Clustering
Description
The goal of clustering is to group a set of observations into subsets (clusters) finding an intrinsic structure in them so that the members of one single cluster share more similarities than the members of distinct clusters. Clustering is the most important method of unsupervised learning, and a common technique for statistical data analysis used in many fields.
There is no absolute "best" criterion which would be independent of the final aim of the clustering. Consequently, it is the user which must supply this criterion, in such a way that the result of the clustering will suit their needs.

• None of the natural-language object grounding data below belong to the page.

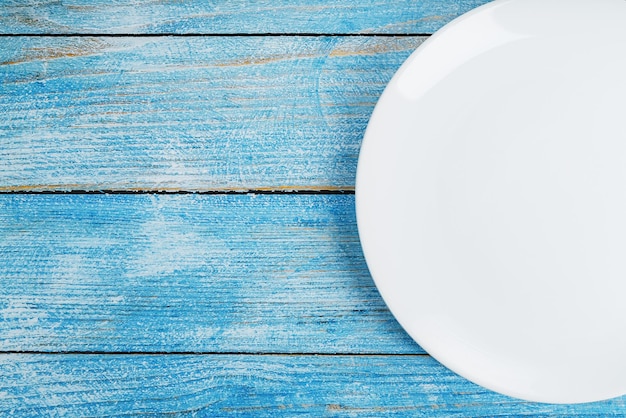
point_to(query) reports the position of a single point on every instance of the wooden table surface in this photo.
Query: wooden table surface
(177, 226)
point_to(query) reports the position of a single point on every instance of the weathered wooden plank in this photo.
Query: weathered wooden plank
(238, 16)
(96, 385)
(174, 113)
(200, 273)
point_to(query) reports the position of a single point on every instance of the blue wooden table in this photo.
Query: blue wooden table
(177, 227)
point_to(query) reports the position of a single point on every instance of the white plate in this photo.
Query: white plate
(491, 198)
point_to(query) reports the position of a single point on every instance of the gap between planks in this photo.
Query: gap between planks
(211, 35)
(269, 191)
(211, 353)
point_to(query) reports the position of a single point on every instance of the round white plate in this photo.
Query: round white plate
(491, 198)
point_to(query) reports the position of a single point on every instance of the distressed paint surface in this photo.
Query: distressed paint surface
(232, 16)
(175, 113)
(208, 273)
(87, 385)
(243, 279)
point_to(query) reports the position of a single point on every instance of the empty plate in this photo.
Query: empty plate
(491, 198)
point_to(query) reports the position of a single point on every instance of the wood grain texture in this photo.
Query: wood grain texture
(188, 273)
(232, 16)
(178, 113)
(85, 385)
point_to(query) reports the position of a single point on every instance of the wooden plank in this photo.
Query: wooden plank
(171, 113)
(239, 16)
(96, 385)
(188, 273)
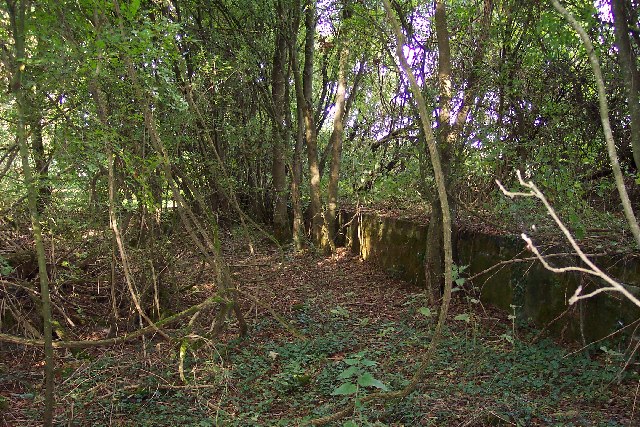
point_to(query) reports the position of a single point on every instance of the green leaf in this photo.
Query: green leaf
(133, 8)
(507, 337)
(367, 380)
(345, 389)
(349, 372)
(463, 317)
(425, 311)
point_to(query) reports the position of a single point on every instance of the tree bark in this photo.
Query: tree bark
(17, 16)
(336, 149)
(630, 74)
(278, 81)
(304, 90)
(604, 119)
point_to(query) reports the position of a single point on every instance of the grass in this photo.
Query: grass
(347, 309)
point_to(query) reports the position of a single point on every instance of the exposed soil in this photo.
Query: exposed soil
(487, 371)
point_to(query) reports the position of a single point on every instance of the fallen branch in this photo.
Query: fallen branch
(117, 340)
(288, 326)
(528, 259)
(591, 269)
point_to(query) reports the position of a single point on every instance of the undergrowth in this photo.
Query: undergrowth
(271, 379)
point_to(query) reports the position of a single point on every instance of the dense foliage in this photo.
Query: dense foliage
(131, 128)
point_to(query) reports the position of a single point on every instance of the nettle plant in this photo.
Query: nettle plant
(356, 376)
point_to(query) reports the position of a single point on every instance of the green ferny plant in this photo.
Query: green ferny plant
(356, 376)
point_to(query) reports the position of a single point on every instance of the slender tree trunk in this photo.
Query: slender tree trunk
(278, 81)
(298, 219)
(304, 89)
(336, 150)
(17, 16)
(208, 246)
(630, 75)
(604, 118)
(434, 261)
(41, 165)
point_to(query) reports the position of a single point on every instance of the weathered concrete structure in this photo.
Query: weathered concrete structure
(540, 296)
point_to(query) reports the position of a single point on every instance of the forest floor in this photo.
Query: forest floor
(361, 324)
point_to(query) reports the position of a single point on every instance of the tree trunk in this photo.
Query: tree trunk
(17, 16)
(630, 74)
(304, 87)
(278, 81)
(434, 262)
(336, 150)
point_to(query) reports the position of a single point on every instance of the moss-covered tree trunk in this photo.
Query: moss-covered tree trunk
(17, 16)
(278, 82)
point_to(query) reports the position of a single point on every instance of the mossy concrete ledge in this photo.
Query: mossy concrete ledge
(534, 293)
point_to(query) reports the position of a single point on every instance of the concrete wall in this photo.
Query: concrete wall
(541, 297)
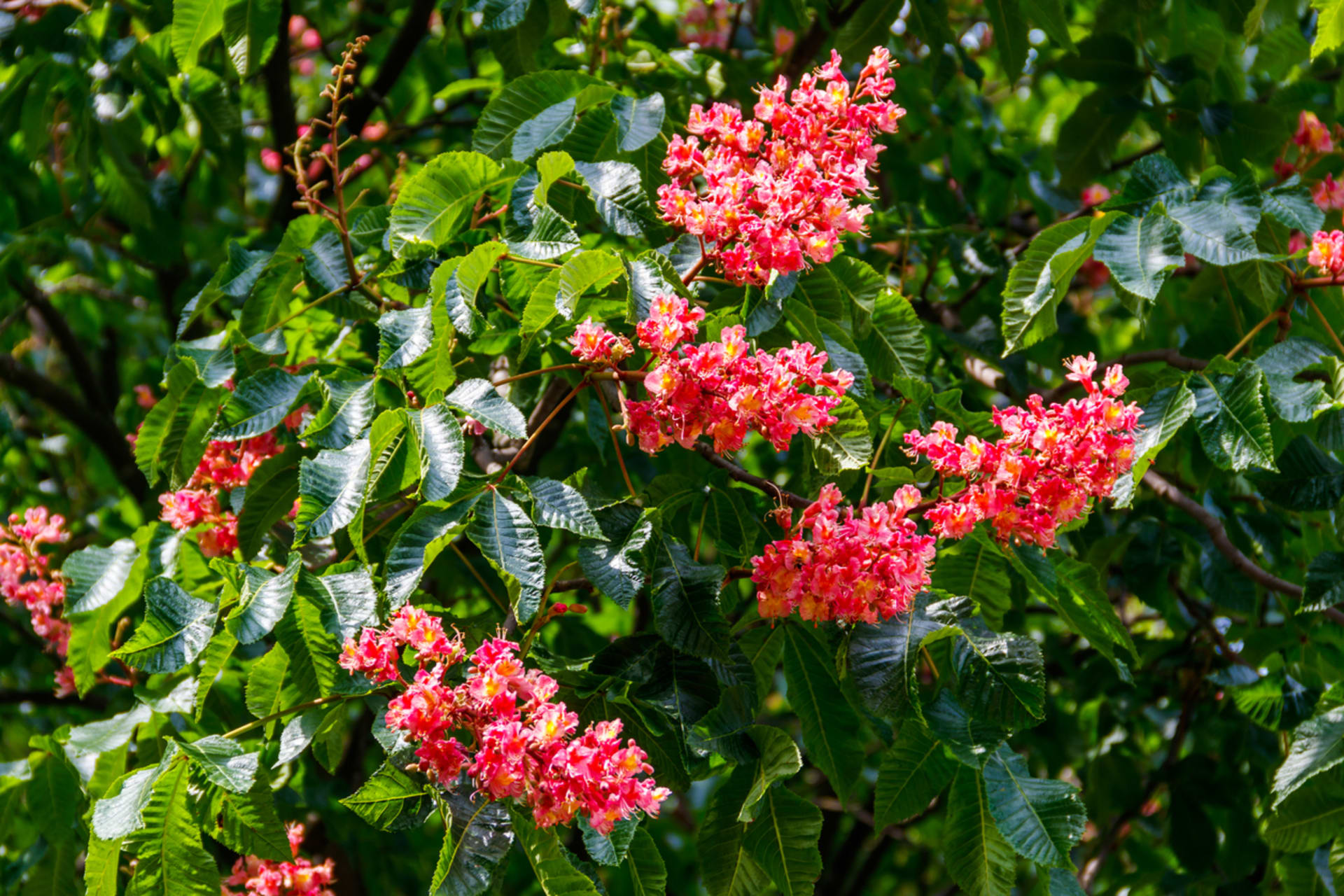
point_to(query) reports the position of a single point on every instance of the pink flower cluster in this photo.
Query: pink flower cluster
(855, 567)
(255, 876)
(226, 465)
(594, 344)
(27, 580)
(522, 745)
(773, 194)
(723, 388)
(1328, 253)
(1049, 463)
(1315, 140)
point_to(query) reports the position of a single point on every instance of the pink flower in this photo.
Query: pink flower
(1328, 194)
(1328, 253)
(776, 192)
(1043, 470)
(1312, 134)
(854, 568)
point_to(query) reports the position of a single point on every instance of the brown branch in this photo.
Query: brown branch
(755, 481)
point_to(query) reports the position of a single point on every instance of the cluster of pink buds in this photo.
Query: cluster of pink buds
(1313, 141)
(594, 344)
(27, 580)
(521, 745)
(723, 388)
(774, 194)
(854, 568)
(255, 876)
(1328, 253)
(1049, 463)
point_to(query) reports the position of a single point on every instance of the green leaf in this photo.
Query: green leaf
(1310, 817)
(175, 433)
(1142, 253)
(1230, 418)
(977, 856)
(475, 846)
(830, 727)
(270, 496)
(390, 799)
(585, 272)
(638, 118)
(437, 200)
(554, 872)
(175, 630)
(225, 762)
(416, 546)
(727, 868)
(504, 533)
(1041, 279)
(252, 29)
(169, 859)
(1308, 479)
(1329, 26)
(648, 872)
(562, 507)
(1324, 582)
(619, 194)
(484, 403)
(518, 102)
(894, 344)
(783, 840)
(911, 774)
(1009, 35)
(1040, 817)
(260, 403)
(331, 491)
(194, 23)
(96, 575)
(438, 442)
(1317, 746)
(780, 760)
(976, 568)
(847, 444)
(885, 660)
(971, 741)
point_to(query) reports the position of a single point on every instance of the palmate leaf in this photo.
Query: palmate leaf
(475, 844)
(1230, 416)
(727, 868)
(96, 575)
(783, 840)
(508, 539)
(830, 727)
(175, 630)
(390, 799)
(331, 489)
(911, 774)
(436, 202)
(885, 659)
(979, 859)
(169, 858)
(1317, 747)
(554, 871)
(1040, 817)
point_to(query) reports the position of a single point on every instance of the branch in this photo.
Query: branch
(755, 481)
(97, 428)
(394, 64)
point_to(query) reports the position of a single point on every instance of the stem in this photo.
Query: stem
(1250, 333)
(539, 430)
(616, 444)
(876, 456)
(1326, 324)
(320, 701)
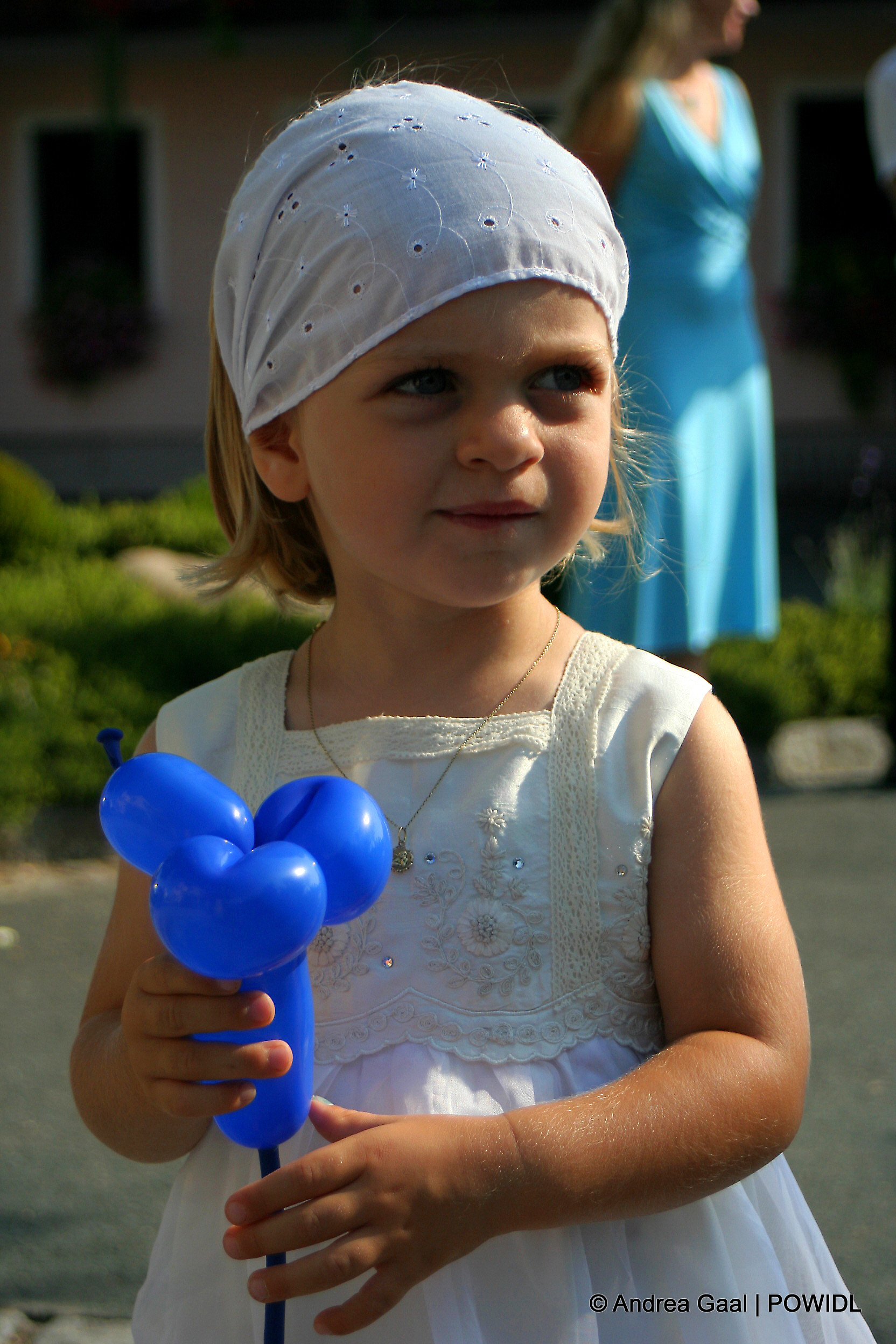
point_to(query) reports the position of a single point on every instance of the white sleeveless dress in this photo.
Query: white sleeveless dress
(509, 967)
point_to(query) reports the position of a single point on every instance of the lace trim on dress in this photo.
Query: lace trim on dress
(496, 1038)
(261, 726)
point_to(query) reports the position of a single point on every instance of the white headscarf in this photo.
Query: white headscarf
(368, 213)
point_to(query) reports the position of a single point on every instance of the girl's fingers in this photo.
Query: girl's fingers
(188, 1101)
(354, 1255)
(318, 1174)
(336, 1123)
(378, 1296)
(163, 975)
(304, 1225)
(182, 1015)
(202, 1061)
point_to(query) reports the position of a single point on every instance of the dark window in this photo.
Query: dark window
(843, 286)
(90, 207)
(837, 195)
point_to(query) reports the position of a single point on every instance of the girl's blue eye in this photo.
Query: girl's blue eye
(563, 378)
(425, 382)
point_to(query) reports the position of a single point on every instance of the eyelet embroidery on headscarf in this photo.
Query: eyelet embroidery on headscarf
(445, 215)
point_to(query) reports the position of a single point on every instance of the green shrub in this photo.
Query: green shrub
(823, 664)
(36, 523)
(180, 521)
(31, 518)
(83, 646)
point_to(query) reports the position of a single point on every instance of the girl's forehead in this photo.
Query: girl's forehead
(382, 210)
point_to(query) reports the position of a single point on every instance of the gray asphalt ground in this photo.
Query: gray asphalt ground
(77, 1222)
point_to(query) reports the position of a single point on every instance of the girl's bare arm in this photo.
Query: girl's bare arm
(136, 1076)
(405, 1195)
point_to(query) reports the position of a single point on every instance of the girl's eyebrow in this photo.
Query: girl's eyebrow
(554, 351)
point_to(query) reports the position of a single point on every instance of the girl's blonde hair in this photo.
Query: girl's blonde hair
(281, 543)
(629, 41)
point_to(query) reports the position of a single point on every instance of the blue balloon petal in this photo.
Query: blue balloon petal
(227, 914)
(343, 827)
(156, 801)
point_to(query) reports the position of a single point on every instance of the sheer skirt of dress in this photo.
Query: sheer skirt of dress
(754, 1238)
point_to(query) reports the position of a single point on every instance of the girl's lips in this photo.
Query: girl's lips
(489, 515)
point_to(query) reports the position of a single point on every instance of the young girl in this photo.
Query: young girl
(562, 1054)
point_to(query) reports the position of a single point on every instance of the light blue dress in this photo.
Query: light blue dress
(698, 375)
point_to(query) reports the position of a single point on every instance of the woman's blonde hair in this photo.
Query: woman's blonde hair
(629, 41)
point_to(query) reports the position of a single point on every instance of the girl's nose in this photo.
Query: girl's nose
(504, 438)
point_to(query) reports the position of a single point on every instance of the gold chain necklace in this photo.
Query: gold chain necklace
(402, 857)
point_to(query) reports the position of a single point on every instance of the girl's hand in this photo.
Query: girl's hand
(401, 1195)
(164, 1006)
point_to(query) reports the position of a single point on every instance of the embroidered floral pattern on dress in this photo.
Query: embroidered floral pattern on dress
(491, 961)
(338, 953)
(489, 925)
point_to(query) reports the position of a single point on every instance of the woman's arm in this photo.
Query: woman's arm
(136, 1076)
(405, 1195)
(606, 132)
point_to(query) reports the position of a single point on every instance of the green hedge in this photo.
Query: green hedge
(825, 663)
(83, 646)
(36, 523)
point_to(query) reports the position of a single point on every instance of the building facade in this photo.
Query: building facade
(191, 113)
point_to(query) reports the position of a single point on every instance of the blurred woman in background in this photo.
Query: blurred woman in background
(674, 142)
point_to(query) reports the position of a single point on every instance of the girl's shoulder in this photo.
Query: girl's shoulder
(636, 708)
(203, 724)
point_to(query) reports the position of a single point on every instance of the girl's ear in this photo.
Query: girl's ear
(278, 457)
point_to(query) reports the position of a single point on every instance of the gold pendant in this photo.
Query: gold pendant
(402, 857)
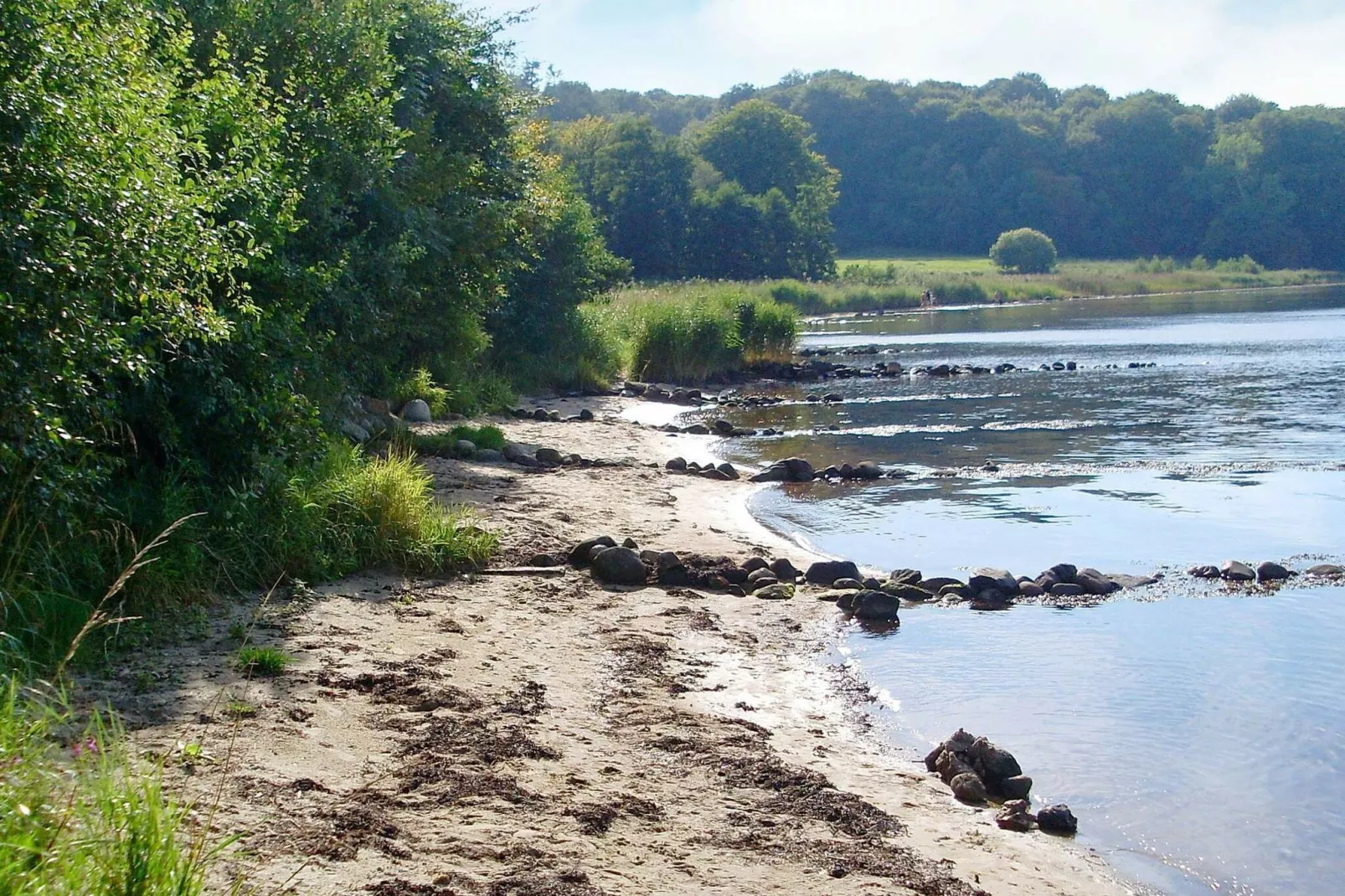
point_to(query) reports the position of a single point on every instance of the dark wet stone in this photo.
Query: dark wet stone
(1058, 820)
(876, 605)
(827, 571)
(621, 567)
(1271, 572)
(581, 552)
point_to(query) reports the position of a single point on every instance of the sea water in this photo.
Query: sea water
(1198, 732)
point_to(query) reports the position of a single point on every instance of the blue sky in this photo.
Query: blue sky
(1290, 51)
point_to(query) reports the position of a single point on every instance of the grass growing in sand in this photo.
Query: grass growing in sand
(692, 332)
(80, 816)
(265, 662)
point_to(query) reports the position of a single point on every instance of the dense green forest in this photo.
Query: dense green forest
(945, 168)
(745, 197)
(219, 221)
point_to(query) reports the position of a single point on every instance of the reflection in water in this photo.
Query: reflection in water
(1192, 734)
(1200, 740)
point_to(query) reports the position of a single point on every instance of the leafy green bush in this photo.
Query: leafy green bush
(1025, 250)
(1238, 265)
(420, 385)
(444, 444)
(80, 814)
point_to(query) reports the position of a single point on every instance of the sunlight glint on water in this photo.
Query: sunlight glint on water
(1200, 738)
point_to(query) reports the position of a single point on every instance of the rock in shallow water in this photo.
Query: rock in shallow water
(1271, 572)
(829, 571)
(1058, 820)
(1014, 816)
(969, 787)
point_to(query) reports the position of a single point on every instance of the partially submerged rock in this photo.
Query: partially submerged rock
(1058, 820)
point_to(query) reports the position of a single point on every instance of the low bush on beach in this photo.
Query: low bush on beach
(348, 512)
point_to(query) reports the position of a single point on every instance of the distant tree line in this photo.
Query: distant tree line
(743, 195)
(946, 167)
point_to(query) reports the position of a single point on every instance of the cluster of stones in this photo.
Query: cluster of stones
(1236, 571)
(977, 771)
(799, 470)
(723, 472)
(993, 588)
(543, 415)
(368, 417)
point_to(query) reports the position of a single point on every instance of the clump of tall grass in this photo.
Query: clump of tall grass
(697, 332)
(80, 816)
(344, 512)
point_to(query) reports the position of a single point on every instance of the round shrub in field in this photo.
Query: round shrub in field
(1025, 250)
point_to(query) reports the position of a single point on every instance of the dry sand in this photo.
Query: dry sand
(534, 735)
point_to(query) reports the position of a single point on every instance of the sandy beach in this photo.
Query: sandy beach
(543, 734)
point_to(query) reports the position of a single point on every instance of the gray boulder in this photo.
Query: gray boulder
(997, 579)
(827, 571)
(619, 567)
(969, 787)
(1014, 816)
(1094, 583)
(580, 554)
(416, 410)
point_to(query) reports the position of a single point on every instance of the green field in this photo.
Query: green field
(869, 284)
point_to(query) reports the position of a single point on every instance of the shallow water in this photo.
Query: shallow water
(1198, 736)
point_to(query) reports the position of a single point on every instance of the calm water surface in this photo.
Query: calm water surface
(1198, 736)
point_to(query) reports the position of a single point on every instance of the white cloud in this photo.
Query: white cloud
(1201, 50)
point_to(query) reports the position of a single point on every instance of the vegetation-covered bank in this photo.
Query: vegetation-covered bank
(214, 233)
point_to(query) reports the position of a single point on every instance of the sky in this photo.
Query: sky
(1287, 51)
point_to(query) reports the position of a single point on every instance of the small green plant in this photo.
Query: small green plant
(261, 661)
(240, 709)
(444, 444)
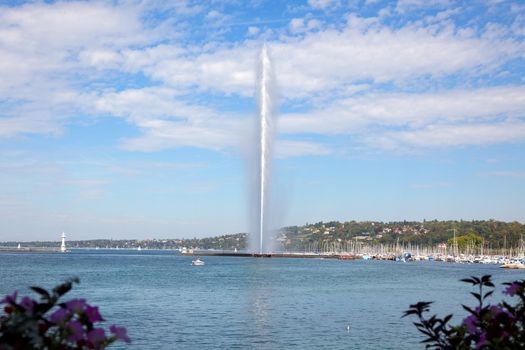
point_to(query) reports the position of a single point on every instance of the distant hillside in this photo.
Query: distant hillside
(493, 235)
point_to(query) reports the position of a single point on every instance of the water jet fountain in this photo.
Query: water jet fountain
(265, 136)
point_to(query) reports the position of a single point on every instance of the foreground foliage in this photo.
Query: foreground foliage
(52, 324)
(500, 326)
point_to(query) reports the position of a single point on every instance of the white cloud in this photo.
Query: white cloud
(253, 30)
(409, 110)
(288, 148)
(323, 4)
(397, 121)
(51, 53)
(167, 122)
(452, 135)
(297, 25)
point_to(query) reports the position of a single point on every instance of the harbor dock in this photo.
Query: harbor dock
(270, 255)
(29, 250)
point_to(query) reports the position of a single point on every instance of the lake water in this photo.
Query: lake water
(240, 303)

The result of the clustering can be visualized using PCA plot of Sammon's projection, and the data can be seen in a table where in the first column are the names of the samples or variables and in the second column the cluster id (a number) for each sample or variable. Visualization of the hierarchical clustering result is implemented based on TreeViewJ software ("Peterson, M.W. and M.E. Colosimo, TreeViewJ: an application for viewing and analysing phylogenetic trees. Source Code Biol Med, 2007. 2(1): p. 7.")
Method parameters
- Data files
- Raw data files correspondent to the samples selected to bi in the projection plot.
- Colouring style
- The dots corresponding to every sample can be colored depending on the sample's parameter state or on the file.
- Peak measuring approach
- It can take two values: height or area. The projections will be calculated using one of this two values.
- Peaks
- Peaks that will be taken into account to create the projection plot.
- Visualization
- The visualization of the result of non hierarchical clustering algorithms can be performed using PCA or Sammon's projection
- Type of data
- It can take two values: Samples or variables. The clustering will be applied to one of this types of data.
- Algorithm
- Algorithm that will be used to cluster the data.
- Link type
- This parameters is only enable when the hierarchical clustering has been chosen. The distances between clusters is determined by the chosen linkage.
- Distance fuction
- This parameters is only enable when the hierarchical clustering has been chosen. The distances between points is determined by the chosen distance function.
- Number of groups
- The number of clusters has to be defined by the user in advance for some clustering algorithms. This parameter is available only when K-means or Farthest First algorithm are chosen.